New insights toward the pathogenesis of ankylosing spondylitis; genetic variations and epigenetic modifications

Abstract: Ankylosing spondylitis (AS) is a chronic inflammatory autoimmune disease, characterized by typically an axial arthritis. AS is the prototype of a group of disorders called spondyloarthropathies, which is believed to have common clinical manifestations and genetic predisposition. To date, the exact etiology of AS remains unclear. Over the past few years, however, the role of genetic susceptibility and epigenetic modifications caused through environmental factors have been extensively surveyed with respect to the pathogenesis of AS, resulted in important advances. This review article focuses on the recent advances in the field of AS research, including HLA and non-HLA susceptibility genes identified in genome-wide association studies (GWAS), and aberrant epigenetic modifications of gene loci associated with AS. HLA genes most significantly linked with AS susceptibility include HLA-B27 and its subtypes. Numerous non-HLA genes such as those in ubiquitination, aminopeptidases and MHC class I presentation molecules like ERAP-1 were also reported.

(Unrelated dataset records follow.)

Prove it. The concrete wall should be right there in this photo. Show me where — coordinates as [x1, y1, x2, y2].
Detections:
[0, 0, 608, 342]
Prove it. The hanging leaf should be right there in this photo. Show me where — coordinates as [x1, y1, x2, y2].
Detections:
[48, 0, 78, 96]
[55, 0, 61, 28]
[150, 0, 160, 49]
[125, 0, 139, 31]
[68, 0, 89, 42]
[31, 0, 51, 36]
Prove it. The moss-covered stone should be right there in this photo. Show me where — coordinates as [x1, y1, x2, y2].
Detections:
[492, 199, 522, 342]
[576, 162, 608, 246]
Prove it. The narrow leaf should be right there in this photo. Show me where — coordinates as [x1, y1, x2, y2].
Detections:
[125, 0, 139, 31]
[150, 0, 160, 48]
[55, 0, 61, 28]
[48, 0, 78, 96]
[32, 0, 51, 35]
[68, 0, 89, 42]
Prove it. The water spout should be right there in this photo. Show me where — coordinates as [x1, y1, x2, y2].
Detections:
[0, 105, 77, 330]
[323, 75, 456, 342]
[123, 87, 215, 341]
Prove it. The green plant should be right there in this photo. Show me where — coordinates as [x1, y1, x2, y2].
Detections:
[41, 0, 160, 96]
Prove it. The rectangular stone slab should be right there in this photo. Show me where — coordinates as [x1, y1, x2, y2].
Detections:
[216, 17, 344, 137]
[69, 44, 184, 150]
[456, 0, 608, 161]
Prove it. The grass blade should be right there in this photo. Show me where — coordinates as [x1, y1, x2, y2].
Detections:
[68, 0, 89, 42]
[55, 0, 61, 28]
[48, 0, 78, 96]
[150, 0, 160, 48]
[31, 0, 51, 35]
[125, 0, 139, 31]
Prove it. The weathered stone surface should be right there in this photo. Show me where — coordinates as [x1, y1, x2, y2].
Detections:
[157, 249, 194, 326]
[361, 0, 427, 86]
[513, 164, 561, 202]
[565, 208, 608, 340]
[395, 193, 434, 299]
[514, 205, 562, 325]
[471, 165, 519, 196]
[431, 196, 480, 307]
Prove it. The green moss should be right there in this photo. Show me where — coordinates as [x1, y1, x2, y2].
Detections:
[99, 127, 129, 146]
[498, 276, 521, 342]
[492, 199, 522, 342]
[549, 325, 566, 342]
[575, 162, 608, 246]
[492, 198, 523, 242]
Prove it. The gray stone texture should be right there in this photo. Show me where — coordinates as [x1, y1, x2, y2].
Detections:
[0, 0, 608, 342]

Moreover, epigenetic modifications occurred in AS has been summarized. Taken together, the findings presented in this review attempt to explain the circumstance by which both genetic variations and epigenetic modifications are involved in triggering and development of AS. Nonetheless, several unanswered dark sides continue to clog our exhaustive understanding of AS. Future researches in the field of epigenetics should be carried out to extend our vision of AS etiopathogenesis.